One of the first things people ask about my 16mm camera is "does it record sound?" Though there have been a few 16mm cameras that record sound, most 16mm shooters (and 35mm shooters, for that matter) resort to double-system sound. The camera captures only images, and audio is recorded on a separate machine. These days, the ideal sound machine would be something like this recorder from Sound Devices. Sound Devices stuff is expensive, though, so I use an old Tascam DA-P1 portable DAT machine.
Video shooters who are particular about their audio might also want to consider double-system sound. Even though most video cameras are capable of recording audio, the quality of said audio probably isn't as high as that of a dedicated sound recorder.

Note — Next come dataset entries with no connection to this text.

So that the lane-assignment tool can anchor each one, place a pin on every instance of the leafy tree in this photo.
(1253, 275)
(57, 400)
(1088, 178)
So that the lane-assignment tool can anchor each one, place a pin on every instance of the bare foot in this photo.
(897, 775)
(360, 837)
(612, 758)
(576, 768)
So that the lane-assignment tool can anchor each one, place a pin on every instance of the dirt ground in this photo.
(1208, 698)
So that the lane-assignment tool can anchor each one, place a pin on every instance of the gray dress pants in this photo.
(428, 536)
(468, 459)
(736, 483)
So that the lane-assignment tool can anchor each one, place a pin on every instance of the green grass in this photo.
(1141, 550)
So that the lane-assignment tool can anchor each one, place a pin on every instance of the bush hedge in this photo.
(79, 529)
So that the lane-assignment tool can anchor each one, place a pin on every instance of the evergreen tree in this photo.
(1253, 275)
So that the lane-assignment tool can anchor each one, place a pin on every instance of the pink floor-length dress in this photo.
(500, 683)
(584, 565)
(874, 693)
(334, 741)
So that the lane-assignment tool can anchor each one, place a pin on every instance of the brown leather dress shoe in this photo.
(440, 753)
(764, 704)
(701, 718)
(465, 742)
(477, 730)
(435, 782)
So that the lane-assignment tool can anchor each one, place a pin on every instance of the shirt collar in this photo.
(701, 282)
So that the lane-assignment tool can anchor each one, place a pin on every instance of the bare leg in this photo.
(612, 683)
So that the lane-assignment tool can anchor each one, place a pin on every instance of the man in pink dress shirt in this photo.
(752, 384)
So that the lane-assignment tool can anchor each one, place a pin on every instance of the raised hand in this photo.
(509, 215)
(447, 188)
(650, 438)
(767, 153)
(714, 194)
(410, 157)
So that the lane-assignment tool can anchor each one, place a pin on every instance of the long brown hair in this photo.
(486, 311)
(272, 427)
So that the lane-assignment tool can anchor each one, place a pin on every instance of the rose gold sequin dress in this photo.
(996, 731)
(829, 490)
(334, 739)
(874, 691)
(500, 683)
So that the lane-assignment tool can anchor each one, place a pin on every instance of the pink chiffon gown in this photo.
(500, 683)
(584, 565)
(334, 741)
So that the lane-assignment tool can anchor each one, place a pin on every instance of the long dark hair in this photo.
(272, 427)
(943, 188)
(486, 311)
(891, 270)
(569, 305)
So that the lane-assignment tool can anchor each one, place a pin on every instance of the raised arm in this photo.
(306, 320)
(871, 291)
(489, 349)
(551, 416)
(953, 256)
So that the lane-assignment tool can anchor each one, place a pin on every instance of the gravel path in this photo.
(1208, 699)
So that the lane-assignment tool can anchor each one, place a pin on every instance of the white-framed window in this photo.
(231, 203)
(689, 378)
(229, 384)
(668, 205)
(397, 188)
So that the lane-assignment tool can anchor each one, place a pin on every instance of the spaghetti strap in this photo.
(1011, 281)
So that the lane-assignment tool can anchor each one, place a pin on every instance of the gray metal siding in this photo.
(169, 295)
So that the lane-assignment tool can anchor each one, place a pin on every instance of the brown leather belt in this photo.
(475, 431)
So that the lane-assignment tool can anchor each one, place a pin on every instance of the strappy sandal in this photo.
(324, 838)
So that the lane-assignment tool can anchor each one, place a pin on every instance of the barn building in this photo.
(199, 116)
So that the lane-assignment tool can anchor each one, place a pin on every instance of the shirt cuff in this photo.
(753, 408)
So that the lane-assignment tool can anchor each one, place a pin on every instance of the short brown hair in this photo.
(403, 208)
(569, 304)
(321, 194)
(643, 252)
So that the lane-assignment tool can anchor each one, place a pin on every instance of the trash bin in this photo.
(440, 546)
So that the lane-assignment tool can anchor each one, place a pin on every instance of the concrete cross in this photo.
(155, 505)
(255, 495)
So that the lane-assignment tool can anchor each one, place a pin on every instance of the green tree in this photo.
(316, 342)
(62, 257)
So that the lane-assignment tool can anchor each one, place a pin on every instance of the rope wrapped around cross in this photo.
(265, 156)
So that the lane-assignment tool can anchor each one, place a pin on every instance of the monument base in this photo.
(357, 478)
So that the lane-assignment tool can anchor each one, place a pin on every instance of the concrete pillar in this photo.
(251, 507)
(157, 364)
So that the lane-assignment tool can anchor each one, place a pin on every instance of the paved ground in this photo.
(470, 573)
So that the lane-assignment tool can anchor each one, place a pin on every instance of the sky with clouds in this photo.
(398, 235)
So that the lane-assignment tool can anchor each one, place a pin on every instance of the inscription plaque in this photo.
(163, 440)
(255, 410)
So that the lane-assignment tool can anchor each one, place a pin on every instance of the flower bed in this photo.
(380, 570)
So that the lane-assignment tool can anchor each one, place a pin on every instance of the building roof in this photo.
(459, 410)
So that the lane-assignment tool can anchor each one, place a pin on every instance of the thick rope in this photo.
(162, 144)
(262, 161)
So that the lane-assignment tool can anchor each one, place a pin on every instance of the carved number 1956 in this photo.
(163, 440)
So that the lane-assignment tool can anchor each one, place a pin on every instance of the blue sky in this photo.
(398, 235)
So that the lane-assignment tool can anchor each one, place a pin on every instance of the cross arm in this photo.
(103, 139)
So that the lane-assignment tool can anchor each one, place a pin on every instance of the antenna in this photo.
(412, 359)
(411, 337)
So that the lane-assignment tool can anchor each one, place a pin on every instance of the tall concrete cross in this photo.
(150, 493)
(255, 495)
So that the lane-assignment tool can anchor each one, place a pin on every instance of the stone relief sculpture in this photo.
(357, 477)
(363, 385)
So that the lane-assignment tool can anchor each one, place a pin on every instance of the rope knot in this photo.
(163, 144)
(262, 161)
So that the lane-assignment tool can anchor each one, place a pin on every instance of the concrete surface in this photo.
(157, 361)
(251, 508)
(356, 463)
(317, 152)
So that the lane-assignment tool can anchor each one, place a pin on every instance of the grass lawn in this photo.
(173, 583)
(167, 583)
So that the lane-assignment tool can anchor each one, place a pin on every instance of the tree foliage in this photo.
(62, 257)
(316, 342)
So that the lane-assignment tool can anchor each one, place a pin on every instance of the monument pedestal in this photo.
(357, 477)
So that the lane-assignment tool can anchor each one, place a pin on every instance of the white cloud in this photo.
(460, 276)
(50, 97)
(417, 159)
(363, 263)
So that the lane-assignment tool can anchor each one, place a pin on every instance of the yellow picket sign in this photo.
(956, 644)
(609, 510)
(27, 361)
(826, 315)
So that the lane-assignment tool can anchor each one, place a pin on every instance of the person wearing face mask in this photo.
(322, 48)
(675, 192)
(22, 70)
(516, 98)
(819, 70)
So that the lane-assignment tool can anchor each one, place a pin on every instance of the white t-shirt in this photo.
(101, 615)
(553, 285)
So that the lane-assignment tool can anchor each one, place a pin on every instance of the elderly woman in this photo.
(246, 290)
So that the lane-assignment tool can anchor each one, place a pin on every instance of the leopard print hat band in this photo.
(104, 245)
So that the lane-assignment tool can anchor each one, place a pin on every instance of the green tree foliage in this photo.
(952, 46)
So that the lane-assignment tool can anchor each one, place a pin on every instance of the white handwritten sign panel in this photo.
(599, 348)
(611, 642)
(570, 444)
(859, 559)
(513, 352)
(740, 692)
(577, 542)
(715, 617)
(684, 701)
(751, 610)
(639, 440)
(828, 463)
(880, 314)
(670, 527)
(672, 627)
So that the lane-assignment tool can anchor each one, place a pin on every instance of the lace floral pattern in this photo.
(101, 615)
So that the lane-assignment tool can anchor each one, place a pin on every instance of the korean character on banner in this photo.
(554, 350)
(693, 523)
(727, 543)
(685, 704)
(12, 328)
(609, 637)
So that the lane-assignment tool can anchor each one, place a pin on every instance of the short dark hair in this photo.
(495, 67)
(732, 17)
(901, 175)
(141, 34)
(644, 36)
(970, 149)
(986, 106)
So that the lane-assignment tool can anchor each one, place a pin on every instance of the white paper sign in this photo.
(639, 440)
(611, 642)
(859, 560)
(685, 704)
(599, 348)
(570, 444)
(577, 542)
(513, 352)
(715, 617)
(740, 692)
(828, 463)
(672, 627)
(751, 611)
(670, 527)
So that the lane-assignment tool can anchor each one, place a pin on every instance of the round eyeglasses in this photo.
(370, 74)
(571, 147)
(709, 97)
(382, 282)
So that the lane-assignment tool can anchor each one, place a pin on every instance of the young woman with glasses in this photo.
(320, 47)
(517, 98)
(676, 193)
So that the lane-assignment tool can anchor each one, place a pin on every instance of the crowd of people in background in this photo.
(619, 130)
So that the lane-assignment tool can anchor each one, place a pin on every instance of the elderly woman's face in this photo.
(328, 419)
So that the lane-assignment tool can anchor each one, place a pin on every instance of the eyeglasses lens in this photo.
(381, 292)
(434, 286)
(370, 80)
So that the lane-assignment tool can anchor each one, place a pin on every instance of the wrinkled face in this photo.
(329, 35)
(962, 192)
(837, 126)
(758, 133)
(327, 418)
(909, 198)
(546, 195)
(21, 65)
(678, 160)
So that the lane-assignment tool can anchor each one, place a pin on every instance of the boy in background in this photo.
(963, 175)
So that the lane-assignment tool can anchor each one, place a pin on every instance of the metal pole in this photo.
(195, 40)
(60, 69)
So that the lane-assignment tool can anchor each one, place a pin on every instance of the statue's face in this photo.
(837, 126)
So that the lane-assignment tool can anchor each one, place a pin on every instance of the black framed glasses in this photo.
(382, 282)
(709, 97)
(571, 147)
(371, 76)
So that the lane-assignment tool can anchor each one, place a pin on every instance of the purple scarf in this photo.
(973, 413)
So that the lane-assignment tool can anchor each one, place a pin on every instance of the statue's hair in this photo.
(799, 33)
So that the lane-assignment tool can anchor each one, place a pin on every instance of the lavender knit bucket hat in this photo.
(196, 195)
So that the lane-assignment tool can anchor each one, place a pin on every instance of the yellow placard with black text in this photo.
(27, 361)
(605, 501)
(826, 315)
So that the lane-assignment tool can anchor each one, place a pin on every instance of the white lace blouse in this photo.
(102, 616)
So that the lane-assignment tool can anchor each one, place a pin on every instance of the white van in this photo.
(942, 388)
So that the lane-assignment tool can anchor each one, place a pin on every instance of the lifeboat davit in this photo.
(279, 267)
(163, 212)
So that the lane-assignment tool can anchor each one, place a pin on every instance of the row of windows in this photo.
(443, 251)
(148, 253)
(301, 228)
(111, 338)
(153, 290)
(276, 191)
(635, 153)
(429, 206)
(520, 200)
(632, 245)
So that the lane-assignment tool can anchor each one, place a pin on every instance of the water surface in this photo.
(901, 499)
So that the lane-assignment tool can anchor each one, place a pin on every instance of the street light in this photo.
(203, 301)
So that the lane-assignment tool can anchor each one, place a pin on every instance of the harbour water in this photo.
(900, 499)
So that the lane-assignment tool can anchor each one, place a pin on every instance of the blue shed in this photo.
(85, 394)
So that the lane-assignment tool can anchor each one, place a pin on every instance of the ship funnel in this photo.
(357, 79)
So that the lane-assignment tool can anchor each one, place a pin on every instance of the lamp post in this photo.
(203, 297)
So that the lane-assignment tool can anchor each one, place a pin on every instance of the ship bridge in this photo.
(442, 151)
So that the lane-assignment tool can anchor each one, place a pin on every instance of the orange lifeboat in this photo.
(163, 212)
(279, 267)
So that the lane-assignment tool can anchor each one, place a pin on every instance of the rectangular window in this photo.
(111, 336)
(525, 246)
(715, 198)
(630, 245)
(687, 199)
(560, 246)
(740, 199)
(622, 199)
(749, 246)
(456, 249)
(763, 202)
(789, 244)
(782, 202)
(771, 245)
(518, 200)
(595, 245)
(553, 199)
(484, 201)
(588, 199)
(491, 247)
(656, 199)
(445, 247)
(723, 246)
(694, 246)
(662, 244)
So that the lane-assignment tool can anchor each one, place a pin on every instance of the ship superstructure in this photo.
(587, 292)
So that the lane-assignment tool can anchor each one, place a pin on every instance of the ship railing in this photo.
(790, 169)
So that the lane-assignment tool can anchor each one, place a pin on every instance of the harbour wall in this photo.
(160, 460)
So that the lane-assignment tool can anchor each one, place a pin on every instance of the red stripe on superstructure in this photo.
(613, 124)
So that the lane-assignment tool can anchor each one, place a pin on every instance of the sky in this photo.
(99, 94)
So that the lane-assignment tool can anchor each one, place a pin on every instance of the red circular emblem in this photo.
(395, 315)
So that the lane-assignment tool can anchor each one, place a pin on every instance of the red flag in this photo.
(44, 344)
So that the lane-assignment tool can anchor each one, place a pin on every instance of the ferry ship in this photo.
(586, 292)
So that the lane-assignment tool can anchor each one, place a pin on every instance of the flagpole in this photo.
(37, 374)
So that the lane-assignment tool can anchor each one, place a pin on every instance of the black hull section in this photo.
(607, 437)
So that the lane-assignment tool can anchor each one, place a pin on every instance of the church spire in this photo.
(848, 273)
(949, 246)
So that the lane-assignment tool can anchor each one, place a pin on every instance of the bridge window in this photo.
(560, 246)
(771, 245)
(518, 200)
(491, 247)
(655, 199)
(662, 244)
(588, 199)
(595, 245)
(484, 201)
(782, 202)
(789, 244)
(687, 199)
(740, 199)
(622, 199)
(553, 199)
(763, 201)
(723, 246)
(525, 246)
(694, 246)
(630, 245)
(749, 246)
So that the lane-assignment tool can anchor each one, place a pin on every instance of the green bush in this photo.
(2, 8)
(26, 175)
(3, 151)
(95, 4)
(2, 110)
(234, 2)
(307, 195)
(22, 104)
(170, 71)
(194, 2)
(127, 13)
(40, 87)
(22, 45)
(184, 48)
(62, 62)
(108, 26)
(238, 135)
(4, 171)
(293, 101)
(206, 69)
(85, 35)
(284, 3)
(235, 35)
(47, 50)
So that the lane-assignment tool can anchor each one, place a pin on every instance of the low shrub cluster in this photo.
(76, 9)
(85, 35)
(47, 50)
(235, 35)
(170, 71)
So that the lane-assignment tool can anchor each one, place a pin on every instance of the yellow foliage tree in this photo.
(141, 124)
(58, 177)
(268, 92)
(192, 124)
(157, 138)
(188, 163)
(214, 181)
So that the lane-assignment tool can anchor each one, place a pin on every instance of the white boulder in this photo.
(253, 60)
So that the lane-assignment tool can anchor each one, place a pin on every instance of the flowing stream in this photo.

So you have your film or video footage captured from one machine and audio captured from another. How do you join them together? Well, that's what the slate is for.
The slate includes two small sticks connected by a hinge. At the start of the scene, at some point after both the camera and audio recorder are rolling, someone slaps the two slate sticks together. During editing, you can look through the camera footage frame by frame until you see the point at which the sticks meet. Listening to the audio, you can find the moment where the sticks meet and make a loud clicking sound. In your editing software, you set the "click" on the audio track to occur at the moment the camera recorded the sticks making contact, and your sound and picture will be synchronized for that take.
This probably sounds tedious, but sync work goes pretty quick after you get used to it. Modern technology has brought us "smart" slates and camera systems that can automate this sync process, but modern technology demands modern prices. Doing it the old-fashioned way is much cheaper and just as efficient, if a bit slower.